Mobile payments are gaining traction in the country. Latest data show there has been a 15-fold increase in immediate payment service (IMPS) amounts transferred using mobile phones between September 2012 and July 2013, as well as a seven-fold rise in the number of transactions. Seventeen million of the 870 million mobile phone users in India now access banking services through their mobile phones.

While transactions worth Rs 26 crore took place in September 2012, this quantum rose to Rs 408 crore by July 2013, according to a Deloitte report, titled ‘M-Banking and M-Payments: The Next Frontier’. The number of transactions has also shot up from 94,000 to 7,01,000.

According to the report, the introduction of IMPS has been the biggest driver of mobile payments since the RBI gave the nod for transactions over mobile phones in 2005-06

IMPS, a catalyst

The data indicate that IMPS, which was launched in India in November 2010, is finally beginning to gain acceptance among cell phone users. The facility is provided by the National Payments Corporation of India (NPCI) through the national financial switch. IMPS offers instant, 24x7 inter-bank electronic fund transfers through mobile phones in a secure manner.
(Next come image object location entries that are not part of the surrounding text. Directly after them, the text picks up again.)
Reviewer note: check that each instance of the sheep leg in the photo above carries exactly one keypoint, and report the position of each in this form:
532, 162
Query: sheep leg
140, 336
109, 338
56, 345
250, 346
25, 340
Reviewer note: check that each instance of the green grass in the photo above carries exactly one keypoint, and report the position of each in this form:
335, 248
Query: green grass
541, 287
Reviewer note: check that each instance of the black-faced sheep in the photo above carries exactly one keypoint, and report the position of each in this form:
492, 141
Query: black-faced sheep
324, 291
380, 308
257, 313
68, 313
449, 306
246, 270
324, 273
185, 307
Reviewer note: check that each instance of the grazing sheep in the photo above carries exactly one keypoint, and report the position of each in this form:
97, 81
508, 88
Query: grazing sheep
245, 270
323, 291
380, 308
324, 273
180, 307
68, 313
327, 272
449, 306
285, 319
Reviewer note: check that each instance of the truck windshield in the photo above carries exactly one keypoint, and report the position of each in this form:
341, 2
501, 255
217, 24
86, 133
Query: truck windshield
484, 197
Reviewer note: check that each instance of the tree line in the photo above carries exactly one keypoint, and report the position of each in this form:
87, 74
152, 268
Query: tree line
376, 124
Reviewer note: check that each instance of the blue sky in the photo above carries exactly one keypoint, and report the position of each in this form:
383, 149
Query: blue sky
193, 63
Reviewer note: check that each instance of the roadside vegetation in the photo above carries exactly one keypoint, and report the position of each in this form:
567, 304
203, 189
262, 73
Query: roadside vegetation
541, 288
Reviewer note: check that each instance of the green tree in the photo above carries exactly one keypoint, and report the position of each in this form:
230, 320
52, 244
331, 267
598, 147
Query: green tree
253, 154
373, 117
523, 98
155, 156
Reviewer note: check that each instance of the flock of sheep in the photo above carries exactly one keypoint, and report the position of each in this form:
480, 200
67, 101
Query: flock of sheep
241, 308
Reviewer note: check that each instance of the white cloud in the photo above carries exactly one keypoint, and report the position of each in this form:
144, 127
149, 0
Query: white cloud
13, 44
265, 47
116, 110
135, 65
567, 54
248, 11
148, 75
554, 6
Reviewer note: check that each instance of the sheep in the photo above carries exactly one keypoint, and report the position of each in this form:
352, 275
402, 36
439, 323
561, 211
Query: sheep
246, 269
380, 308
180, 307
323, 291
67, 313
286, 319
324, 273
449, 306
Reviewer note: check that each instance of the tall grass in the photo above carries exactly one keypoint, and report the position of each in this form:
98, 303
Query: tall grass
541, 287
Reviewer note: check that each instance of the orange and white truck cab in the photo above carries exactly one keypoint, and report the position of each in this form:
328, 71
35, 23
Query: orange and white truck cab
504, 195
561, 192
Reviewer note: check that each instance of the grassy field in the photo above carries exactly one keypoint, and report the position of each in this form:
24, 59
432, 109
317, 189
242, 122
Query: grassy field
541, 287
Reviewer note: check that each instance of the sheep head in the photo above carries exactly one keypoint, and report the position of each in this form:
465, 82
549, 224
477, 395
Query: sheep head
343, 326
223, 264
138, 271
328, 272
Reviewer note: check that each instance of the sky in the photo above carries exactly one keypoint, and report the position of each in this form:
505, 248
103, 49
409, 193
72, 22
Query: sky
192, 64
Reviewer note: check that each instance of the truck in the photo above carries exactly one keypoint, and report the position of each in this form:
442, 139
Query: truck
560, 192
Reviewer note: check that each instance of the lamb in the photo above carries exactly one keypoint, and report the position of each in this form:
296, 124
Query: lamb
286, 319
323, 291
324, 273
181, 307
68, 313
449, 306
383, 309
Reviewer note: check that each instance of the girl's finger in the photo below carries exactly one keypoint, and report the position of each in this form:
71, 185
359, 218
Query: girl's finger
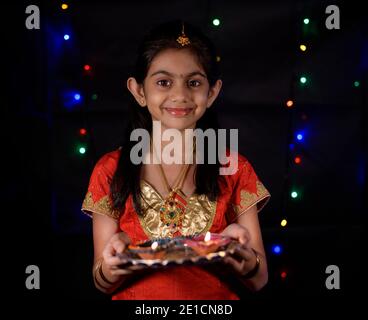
236, 265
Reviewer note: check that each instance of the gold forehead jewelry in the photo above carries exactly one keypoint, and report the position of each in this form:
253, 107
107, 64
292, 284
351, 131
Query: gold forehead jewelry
183, 39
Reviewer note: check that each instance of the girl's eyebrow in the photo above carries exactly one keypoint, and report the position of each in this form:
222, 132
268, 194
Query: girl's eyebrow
191, 74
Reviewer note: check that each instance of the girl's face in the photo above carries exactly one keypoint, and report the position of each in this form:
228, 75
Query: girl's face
175, 90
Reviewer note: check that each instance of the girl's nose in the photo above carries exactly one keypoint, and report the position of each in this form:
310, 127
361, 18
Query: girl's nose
179, 93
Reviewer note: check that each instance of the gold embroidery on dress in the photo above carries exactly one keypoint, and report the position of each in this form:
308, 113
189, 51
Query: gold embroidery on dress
198, 216
102, 206
248, 199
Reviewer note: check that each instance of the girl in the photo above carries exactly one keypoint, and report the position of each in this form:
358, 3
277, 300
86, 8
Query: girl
176, 81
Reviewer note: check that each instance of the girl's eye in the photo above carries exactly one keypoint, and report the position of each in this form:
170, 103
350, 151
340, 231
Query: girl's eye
164, 83
194, 83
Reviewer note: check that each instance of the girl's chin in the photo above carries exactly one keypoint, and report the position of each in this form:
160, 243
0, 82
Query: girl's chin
178, 124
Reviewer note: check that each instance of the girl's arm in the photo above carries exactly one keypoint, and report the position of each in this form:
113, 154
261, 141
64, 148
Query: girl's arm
248, 232
108, 240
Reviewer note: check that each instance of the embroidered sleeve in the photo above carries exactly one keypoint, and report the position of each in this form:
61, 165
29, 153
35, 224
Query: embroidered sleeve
97, 199
248, 191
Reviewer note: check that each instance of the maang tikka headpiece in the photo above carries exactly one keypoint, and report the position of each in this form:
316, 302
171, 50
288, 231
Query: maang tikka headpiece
183, 39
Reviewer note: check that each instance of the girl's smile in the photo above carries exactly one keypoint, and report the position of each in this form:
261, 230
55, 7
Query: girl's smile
178, 111
175, 90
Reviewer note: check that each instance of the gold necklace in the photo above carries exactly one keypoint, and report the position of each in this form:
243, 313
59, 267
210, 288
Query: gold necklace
173, 208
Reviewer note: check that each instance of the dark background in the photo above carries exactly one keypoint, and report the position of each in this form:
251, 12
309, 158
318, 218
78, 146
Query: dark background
46, 179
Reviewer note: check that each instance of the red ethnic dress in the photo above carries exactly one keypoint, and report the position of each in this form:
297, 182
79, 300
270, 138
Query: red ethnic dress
239, 192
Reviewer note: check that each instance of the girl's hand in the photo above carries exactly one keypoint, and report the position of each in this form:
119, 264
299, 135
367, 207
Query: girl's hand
115, 265
244, 259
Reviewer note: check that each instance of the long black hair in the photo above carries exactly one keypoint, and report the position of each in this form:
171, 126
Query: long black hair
126, 179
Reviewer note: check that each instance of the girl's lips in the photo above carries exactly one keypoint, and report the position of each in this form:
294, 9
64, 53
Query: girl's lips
179, 111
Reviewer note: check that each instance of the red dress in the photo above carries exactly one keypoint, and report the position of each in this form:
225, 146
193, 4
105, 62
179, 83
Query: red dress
239, 192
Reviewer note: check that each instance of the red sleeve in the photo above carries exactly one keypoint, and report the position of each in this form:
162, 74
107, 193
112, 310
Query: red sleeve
98, 199
248, 190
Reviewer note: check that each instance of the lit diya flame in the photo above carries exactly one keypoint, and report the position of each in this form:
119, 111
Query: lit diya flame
154, 245
207, 237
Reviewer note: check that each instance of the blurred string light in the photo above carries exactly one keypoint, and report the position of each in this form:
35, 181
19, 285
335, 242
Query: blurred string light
303, 79
82, 149
71, 99
299, 136
289, 103
216, 22
82, 131
276, 249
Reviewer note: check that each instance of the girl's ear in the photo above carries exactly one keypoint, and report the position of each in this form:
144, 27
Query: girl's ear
214, 92
136, 90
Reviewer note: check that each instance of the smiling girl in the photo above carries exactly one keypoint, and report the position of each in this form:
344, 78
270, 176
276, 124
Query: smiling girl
176, 81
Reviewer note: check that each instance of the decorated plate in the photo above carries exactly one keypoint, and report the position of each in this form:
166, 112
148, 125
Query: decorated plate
191, 250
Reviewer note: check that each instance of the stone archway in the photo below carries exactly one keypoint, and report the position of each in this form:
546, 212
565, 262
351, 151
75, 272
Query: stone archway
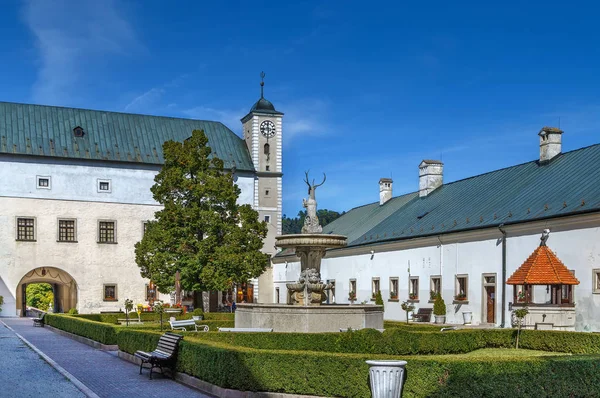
63, 284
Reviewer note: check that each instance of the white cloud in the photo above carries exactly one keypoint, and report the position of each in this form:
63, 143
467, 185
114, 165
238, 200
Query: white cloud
70, 36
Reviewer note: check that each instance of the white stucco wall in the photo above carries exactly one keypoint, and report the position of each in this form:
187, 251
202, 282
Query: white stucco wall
71, 180
576, 245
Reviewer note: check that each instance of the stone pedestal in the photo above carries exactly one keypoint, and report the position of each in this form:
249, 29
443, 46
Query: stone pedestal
311, 319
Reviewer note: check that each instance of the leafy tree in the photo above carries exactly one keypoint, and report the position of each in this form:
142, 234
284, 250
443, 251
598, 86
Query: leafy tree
39, 295
201, 231
294, 225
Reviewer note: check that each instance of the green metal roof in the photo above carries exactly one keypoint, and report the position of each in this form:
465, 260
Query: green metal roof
568, 184
111, 136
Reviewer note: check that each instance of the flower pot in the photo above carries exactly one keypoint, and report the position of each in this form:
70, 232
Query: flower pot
386, 378
467, 317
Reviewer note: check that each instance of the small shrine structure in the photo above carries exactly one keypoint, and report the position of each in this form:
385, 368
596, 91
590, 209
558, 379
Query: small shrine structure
545, 286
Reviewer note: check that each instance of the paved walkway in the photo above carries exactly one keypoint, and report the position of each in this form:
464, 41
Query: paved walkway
102, 372
20, 364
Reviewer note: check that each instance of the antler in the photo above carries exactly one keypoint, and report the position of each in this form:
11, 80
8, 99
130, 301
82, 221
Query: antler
306, 180
318, 185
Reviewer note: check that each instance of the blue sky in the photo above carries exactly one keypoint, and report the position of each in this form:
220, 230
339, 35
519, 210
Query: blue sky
368, 89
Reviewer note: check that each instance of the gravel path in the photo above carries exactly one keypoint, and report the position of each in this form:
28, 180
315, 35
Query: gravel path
25, 374
101, 371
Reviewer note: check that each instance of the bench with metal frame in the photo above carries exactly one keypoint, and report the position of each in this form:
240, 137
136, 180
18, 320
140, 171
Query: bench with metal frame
40, 320
423, 315
165, 354
182, 325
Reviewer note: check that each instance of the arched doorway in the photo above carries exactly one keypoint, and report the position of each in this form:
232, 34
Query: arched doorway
63, 286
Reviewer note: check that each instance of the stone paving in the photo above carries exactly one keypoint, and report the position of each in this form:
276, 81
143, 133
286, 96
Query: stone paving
102, 372
25, 374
The volumes are expected to rise further. Recently, the NPCI launched person-to-person and merchant transfers, as well as technology to enable service providers to send automated alerts to their users — on BSNL and MTNL connections.

With over 870 million customers at present, the telecom industry has seen high growth over the past decade. And, the growth is not just in urban areas, 40 per cent of rural India has jumped onto the mobile phone bandwagon. While initially the services were limited to communication, entertainment and information, innovative mobile applications have extended the potential of mobile phones to areas such as governance, commerce and health. The financial services sector also recognised the opportunity presented by permeation of mobile phone services. But the stakeholders are still calibrating the consumer proposition and service delivery mechanism to tap this huge potential.

Regulatory regime

The regulatory environment, too, needs to be tweaked to give a push to mobile-based payments, which are dwarfed by the quantum and volume of cheque-based payments, as well as Internet transactions that take place on a daily basis.

Lack of awareness about mobile payments as also the absence of a standardised and easy-to-use service — service providers adopt different routes for offering IMPS — are stumbling blocks.

Consequently, it is often impossible to transfer money to a user or merchant using a “wallet” provided by a different service provider. Another hurdle is the lack of trust in digital money, with people worried about security, privacy, speed and transparency of usage charges.

What is more, once money is loaded or received through mobile devices, there are limited facilities that enable cash withdrawal. To boot, there is a limit on cash withdrawal.